When platelets are activated, various growth factors and cytokines are released. This study examined changes in VEGF, PDGF, TGF-β₁, TNF-α, IL-6, and IL-8 during platelet activation. After RAPA pretreatment, the expression levels of VEGF, PDGF, TGF-β₁, TNF-α, IL-6, and IL-8 induced by ADP and AA were much higher for type O blood compared to the control group. However, after IGF-1 pretreatment, the expression levels of VEGF, PDGF, TGF-β₁, TNF-α, IL-6, and IL-8 induced by ADP and AA were much lower for type O blood compared to the control group (Fig. 11; p < 0.05).

Fig. 11 — The expression levels of platelet cytokine and growth factors after pretreatment with RAPA and IGF-1; * indicates significant difference as compared with the control group (non-pretreated apheresis platelets) (p < 0.05).

Autophagic Activity Influenced the Efficacy of Clinical Platelet Transfusion by Changing Platelet Function

Activation and aggregation of apheresis platelets are regulated by autophagic activity. Therefore, changes in autophagic activity would also influence the efficacy of clinical platelet transfusion. CCI was calculated based on the platelet count before transfusion (apheresis platelets detected for autophagic activity) and at 24 h after transfusion. Nine cases were excluded as the platelet count was not available at 24 h after blond transfusion. Thus, a correlation analysis was performed between the LC3-II/LC3-I ratio and CCI after blood transfusion for the remaining 84 patients. The results showed that the LC3-II/LC3-I ratio correlated negatively with the CCI (Fig. 12; r² = 0.8057, p < 0.0001). That is, the higher the LC3-II/LC3-I ratio (the higher the autophagic activity), the lower the CCI at 24 h after transfusion (the worse the efficacy of clinical platelet transfusion). These results were indirect proof that changes in autophagic activity of apheresis platelets might influence the efficacy of clinical platelet transfusion.

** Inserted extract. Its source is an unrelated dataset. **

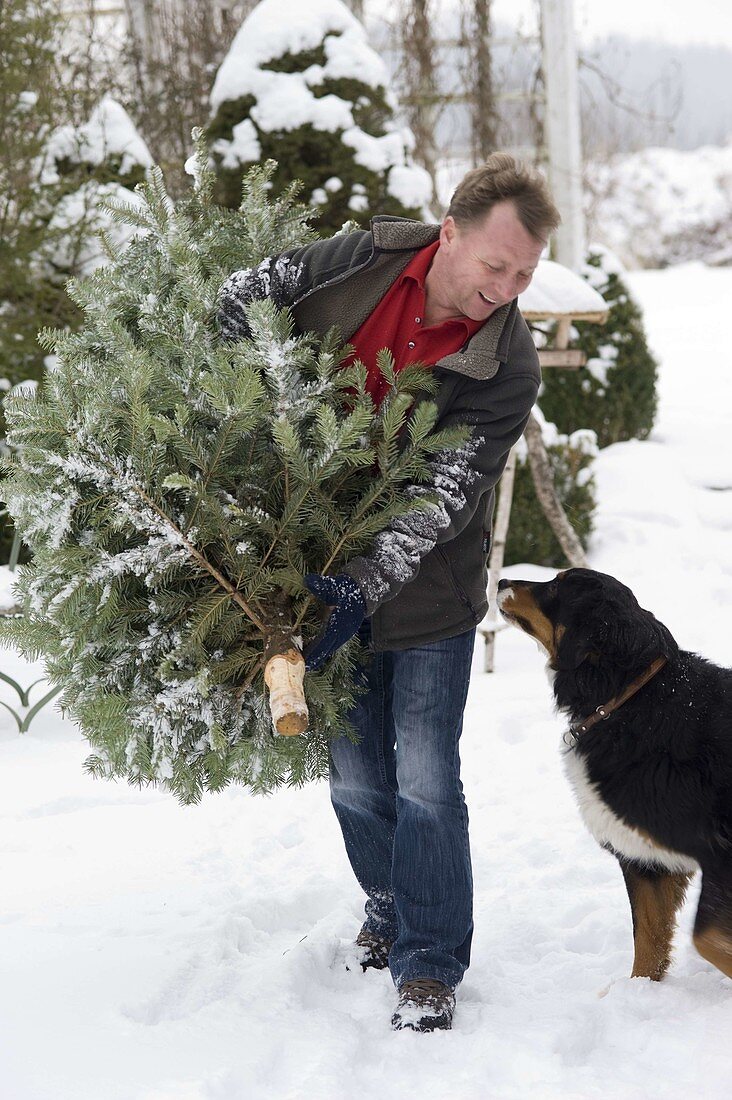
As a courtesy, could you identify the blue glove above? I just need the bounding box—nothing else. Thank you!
[304,573,367,671]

Fig. 12 — Correlation analysis between autophagic activity of apheresis platelets and efficacy of clinical platelet transfusion.

Discussion

Autophagy is an inherent protective mechanism in organisms, and weak baseline autophagy can be found in nearly all eukaryocytes. Autophagy has been rarely studied in akaryotes. Until 1970s, greater academic attention was given to platelet autophagy. Autophagy is not only present in resting platelets, but it also affects platelet activation and aggregation [13, 14, 15]. However, the existing experiments are generally performed in fresh platelets. It remains unknown whether autophagic activity of apheresis platelets of different blood types affects platelet functions and efficacy of platelet transfusion after storage for different durations. Few studies have been conducted looking at these aspects so far.

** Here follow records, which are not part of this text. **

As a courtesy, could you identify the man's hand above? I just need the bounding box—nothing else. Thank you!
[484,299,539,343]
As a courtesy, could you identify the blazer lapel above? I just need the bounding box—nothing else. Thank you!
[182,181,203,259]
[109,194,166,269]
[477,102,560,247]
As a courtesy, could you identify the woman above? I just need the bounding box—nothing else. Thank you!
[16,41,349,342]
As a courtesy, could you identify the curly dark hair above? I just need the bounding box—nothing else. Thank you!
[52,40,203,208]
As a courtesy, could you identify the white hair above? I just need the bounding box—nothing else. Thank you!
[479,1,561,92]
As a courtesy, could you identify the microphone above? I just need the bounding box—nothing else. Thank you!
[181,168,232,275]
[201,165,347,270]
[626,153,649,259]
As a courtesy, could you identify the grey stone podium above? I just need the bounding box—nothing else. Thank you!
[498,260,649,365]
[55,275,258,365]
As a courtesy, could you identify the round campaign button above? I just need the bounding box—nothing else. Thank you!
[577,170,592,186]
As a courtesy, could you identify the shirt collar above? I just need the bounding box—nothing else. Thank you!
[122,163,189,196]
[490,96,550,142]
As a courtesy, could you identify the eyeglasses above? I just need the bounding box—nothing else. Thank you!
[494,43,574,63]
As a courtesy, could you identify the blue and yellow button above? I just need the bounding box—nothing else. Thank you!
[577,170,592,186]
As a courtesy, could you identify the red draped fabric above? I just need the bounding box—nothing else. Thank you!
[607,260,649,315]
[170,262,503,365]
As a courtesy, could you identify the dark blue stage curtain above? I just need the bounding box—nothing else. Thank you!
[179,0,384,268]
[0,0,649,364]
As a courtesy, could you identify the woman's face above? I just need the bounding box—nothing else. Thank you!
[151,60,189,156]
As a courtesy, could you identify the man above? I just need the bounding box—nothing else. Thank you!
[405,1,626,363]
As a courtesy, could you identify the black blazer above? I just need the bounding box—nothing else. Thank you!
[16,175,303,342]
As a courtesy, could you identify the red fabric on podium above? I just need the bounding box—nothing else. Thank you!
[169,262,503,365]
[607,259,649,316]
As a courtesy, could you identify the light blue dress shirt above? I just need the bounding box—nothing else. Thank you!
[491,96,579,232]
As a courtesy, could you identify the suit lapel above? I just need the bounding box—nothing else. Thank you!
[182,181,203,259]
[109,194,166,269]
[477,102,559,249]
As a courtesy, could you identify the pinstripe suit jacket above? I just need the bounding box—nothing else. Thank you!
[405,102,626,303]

Beclin 1 and LC3 are considered as the basis and markers of autophagy, and their expressions are significantly upregulated under autophagy. By detecting fresh platelets for autophagic activity, it was found that the autophagy-related proteins Beclin 1 and LC3 were obviously expressed, which was in agreement with the existing findings with karyocytes. However, the autophagic activity in fresh platelets was much lower than that in the karyocytes. The presence of autophagy-related proteins in fresh platelets was the basis for autophagy. Beclin 1 and LC3 proteins and genes were also detected in apheresis platelets. Since genetic manipulation is impossible with platelets, changes in autophagic activities of platelets could be only studied by using agonists or inhibitors. Therefore, RAPA and IGF-1 were, respectively, applied to the apheresis platelets. As a result, the autophagic activity increased or decreased. As demonstrated by the above results, platelets (akaryocytes) can also undergo autophagy like karyocytes.

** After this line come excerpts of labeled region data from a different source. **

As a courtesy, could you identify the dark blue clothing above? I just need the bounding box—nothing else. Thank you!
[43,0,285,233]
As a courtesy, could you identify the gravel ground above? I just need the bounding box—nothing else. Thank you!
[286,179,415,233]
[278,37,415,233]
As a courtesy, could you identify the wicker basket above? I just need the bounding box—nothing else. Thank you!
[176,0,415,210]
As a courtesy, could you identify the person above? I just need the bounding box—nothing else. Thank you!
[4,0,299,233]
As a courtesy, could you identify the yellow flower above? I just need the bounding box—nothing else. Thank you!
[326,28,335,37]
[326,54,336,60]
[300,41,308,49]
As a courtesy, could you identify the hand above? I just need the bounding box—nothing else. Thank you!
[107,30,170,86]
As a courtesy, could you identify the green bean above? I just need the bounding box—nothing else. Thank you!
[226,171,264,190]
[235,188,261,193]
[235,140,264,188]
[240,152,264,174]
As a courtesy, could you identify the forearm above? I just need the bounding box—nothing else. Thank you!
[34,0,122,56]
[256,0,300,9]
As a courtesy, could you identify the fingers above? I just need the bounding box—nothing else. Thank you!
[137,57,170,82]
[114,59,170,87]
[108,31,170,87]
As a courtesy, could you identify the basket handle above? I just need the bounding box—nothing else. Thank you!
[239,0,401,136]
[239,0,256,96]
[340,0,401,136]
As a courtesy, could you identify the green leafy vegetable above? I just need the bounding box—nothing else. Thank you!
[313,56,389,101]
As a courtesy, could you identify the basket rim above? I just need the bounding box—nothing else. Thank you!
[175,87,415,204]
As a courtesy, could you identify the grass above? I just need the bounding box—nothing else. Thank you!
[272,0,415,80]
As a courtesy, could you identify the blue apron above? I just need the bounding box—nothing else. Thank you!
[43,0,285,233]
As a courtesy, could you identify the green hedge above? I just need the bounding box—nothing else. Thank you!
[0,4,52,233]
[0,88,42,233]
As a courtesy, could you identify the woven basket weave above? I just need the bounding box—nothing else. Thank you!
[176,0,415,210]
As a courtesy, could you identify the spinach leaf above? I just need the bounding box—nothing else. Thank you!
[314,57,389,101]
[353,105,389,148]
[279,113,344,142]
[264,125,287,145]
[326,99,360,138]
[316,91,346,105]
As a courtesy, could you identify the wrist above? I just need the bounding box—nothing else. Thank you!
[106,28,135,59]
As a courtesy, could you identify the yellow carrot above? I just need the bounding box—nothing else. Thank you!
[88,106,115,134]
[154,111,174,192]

Except for erythrocyte membrane, the membranes of many types of cells express ABO blood group antigens at a high frequency, including epithelial cells, sensory neurons, vascular endothelial cells, and platelets [16]. The ABO blood group, as the most important blood type system, has been found in significant correlations with autoimmune diseases, cardiovascular diseases, infectious diseases, and tumors [17, 18, 19, 20]. The ABO blood group antigen is also expressed on the platelet membrane, from which we speculate that the autophagic activity of apheresis platelets may be influenced by ABO blood types. By detecting the autophagic activity of apheresis platelets for different blood types, it was found that the expressions of autophagy-related proteins for type A and O blood were only insignificantly higher as compared with type B and AB blood. The ABO blood group affected the autophagic activity of apheresis platelets only to a minor extent, and a larger sample size was needed to verify this.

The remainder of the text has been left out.